Advanced partitioning
You can combine HASH
and RANGE
partitioning to create more complex partition
schemas. You can also specify zero or more HASH
definitions, followed by zero or one RANGE
definitions. Each schema definition can encompass one or more columns. While enumerating every
possible distribution schema is out of the scope of this topic, the following examples illustrate
some of the possibilities.
PARTITION BY HASH and RANGE
Consider the basic PARTITION BY
HASH
example above. If you often query for a range of sku
values, you can optimize the example by
combining hash partitioning with range partitioning.
The following example still creates 16 tablets, by first hashing the id
column into 4 partitions, and then applying range partitioning to split each partition into
four tablets, based upon the value of the sku
string. At least four tablets (and possibly up to 16) can be written to in
parallel, and when you query for a contiguous range of sku
values, there's a good chance you only need
to read a quarter of the tablets to fulfill the query.

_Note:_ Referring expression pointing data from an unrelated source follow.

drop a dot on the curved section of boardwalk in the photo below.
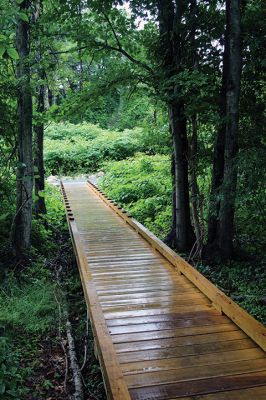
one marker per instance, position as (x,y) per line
(162,331)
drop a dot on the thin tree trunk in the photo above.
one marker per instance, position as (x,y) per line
(193,181)
(221,213)
(170,15)
(50,97)
(184,236)
(23,219)
(218,157)
(38,155)
(227,208)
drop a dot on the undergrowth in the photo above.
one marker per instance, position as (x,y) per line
(32,361)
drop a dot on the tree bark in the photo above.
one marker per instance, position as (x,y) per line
(227,208)
(221,215)
(170,15)
(39,184)
(184,237)
(23,218)
(193,181)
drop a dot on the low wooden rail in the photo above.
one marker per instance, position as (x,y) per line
(162,330)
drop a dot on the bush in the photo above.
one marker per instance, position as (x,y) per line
(74,149)
(143,186)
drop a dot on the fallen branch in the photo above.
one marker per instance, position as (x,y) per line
(77,378)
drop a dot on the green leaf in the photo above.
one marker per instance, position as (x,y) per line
(2,51)
(23,16)
(13,53)
(2,388)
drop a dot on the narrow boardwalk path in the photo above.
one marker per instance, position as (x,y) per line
(162,331)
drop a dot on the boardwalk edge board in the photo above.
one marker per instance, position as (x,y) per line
(254,329)
(116,387)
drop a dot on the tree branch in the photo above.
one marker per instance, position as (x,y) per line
(106,46)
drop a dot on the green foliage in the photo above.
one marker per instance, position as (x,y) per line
(244,282)
(143,186)
(71,149)
(10,374)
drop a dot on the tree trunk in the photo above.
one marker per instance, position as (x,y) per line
(184,236)
(23,218)
(38,154)
(193,181)
(50,97)
(170,15)
(218,157)
(227,208)
(221,214)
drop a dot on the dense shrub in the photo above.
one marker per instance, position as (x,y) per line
(143,186)
(72,149)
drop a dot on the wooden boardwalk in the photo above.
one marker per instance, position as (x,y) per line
(162,330)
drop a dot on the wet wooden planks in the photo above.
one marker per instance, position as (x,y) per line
(160,336)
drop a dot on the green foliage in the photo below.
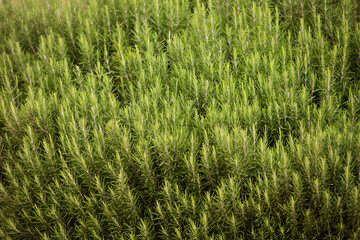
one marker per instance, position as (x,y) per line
(179,119)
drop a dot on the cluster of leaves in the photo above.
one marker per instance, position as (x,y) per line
(179,119)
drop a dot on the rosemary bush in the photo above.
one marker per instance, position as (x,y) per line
(179,119)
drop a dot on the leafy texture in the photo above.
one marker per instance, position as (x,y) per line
(179,119)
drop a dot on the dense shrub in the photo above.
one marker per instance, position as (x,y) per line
(179,119)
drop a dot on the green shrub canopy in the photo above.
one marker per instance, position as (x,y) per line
(179,119)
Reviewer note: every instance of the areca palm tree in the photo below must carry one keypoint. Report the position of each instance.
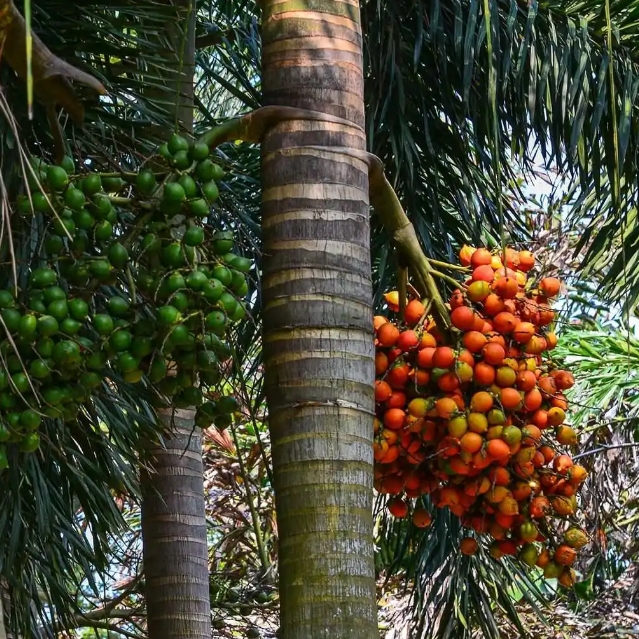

By default, the entire primary key (id,
sku)
will be hashed when you use PARTITION BY HASH
. To hash on only part of the primary key, and use a range
partition on the rest, use the syntax demonstrated below.
CREATE TABLE cust_behavior (
id BIGINT,
sku STRING,
salary STRING,
edu_level INT,
usergender STRING,
`group` STRING,
city STRING,
postcode STRING,
last_purchase_price FLOAT,
last_purchase_date BIGINT,
category STRING,
rating INT,
fulfilled_date BIGINT,
PRIMARY KEY (id, sku)
)
PARTITION BY HASH (id) PARTITIONS 4,
RANGE (sku)
(
PARTITION VALUES < 'g',
PARTITION 'g' <= VALUES < 'o',
PARTITION 'o' <= VALUES < 'u',
PARTITION 'u' <= VALUES
)
STORED AS KUDU;
Multiple PARTITION BY HASH Definitions
CREATE TABLE cust_behavior (
id BIGINT,
sku STRING,
salary STRING,
edu_level INT,
usergender STRING,
`group` STRING,
city STRING,
postcode STRING,
last_purchase_price FLOAT,
last_purchase_date BIGINT,
category STRING,
rating INT,
fulfilled_date BIGINT,
PRIMARY KEY (id, sku)
)
PARTITION BY HASH (id) PARTITIONS 4,
HASH (sku) PARTITIONS 4
STORED AS KUDU;
The example creates 16 partitions. You could also use HASH (id, sku) PARTITIONS 16
. However, a scan for
sku
values would almost always impact all
16 partitions, rather than possibly being limited to 4.